Towards Paratext 8
Whilst most of the resources available to ICAP are focussed on delivering and supporting current technologies, BFBS LC is already researching new technologies which are unlikely to be released for some years. Systems which might make it into later releases of Paratext 7 include:

  • Word-Formation Analysis
    A research prototype exists which is able to automatically analyse affixal morphology for any affixal language. It requires nothing more than a sizable word list from which it can identify stem lemmata and their associated morpheme structures.

Looking further ahead towards Paratext 8 we would hope to see:

  • Automatic Hyphenation
    The current hyphenation system used by Paratext for vernacular languages is entirely syllable-based. It may be possible to improve the results of the automatic process by including information from information generated by Word-Form Analysis (WFA).
  • Further Development of WFA
    The current limitation of WFA to affixal languages is a severe limitation for projects working with complex non-concatenative morphologies.

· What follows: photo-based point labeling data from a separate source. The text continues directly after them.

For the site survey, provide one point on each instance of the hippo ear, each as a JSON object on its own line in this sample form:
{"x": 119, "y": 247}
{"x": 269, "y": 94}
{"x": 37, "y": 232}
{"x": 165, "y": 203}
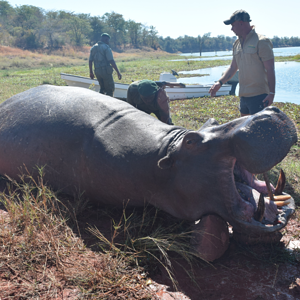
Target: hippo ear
{"x": 165, "y": 163}
{"x": 191, "y": 140}
{"x": 209, "y": 123}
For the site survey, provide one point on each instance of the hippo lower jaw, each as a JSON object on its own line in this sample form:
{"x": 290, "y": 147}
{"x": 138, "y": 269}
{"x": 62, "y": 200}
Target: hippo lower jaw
{"x": 243, "y": 212}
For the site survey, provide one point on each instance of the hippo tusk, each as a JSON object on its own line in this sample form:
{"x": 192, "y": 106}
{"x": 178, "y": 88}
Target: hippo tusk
{"x": 268, "y": 186}
{"x": 280, "y": 183}
{"x": 280, "y": 198}
{"x": 259, "y": 214}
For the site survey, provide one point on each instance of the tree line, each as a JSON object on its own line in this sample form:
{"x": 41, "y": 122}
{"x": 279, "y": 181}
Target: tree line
{"x": 33, "y": 28}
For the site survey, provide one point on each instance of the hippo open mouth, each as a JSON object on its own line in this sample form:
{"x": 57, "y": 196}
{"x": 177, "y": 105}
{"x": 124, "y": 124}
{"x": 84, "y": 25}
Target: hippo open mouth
{"x": 270, "y": 213}
{"x": 256, "y": 152}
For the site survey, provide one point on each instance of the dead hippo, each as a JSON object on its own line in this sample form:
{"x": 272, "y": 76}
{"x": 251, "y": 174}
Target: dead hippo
{"x": 113, "y": 152}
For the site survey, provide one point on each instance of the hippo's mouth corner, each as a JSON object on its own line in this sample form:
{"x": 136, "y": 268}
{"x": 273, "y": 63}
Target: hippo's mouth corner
{"x": 253, "y": 213}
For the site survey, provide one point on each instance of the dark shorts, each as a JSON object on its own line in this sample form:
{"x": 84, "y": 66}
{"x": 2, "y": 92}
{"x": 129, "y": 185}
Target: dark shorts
{"x": 252, "y": 105}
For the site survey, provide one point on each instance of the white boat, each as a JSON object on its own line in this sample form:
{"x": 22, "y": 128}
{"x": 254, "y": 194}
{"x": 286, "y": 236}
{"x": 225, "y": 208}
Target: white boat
{"x": 190, "y": 91}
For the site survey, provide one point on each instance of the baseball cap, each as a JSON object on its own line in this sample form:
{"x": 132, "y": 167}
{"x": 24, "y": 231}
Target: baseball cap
{"x": 239, "y": 15}
{"x": 147, "y": 87}
{"x": 105, "y": 34}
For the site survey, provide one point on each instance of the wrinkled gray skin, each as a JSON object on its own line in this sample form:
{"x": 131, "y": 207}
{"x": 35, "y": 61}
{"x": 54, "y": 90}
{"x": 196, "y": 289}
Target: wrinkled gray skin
{"x": 113, "y": 152}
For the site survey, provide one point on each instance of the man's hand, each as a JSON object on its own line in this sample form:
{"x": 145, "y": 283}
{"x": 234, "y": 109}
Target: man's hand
{"x": 268, "y": 100}
{"x": 213, "y": 90}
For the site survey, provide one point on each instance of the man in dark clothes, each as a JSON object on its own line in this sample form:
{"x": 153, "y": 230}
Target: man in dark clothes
{"x": 150, "y": 97}
{"x": 104, "y": 64}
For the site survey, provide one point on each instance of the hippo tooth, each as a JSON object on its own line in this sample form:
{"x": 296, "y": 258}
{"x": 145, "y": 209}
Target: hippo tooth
{"x": 259, "y": 214}
{"x": 280, "y": 183}
{"x": 266, "y": 178}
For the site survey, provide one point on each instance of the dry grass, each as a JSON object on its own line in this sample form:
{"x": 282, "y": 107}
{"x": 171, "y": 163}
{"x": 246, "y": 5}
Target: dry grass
{"x": 41, "y": 257}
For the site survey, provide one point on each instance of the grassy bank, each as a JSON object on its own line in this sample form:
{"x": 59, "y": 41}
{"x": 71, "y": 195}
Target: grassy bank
{"x": 50, "y": 243}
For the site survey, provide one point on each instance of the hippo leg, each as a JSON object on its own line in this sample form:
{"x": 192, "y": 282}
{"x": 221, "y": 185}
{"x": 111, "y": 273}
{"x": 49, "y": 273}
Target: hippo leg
{"x": 210, "y": 237}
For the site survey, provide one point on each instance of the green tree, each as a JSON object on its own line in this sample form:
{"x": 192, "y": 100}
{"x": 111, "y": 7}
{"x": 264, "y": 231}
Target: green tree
{"x": 79, "y": 29}
{"x": 98, "y": 27}
{"x": 116, "y": 28}
{"x": 53, "y": 29}
{"x": 134, "y": 31}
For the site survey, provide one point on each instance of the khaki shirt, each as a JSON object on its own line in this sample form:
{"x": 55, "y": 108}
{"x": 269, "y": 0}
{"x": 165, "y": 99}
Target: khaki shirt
{"x": 100, "y": 54}
{"x": 249, "y": 58}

BFBS LC is presently researching a system to handle both affixal and infixal structures.
  • Proper-Name Transliteration Prediction
    A common problem for many projects is the difficulty in deciding upon transliterations of proper-names and then applying them consistently across the text as a whole. BFBS LC has a research project to create a system which can learn the preferred transliteration map which applies between a model language and target language and apply that knowledge to predicting consistent renderings for proper-names and other terms which transliterate rather than are translated.

Unfortunately, lack of resource means that at present only further developments in WFA is actively being considered.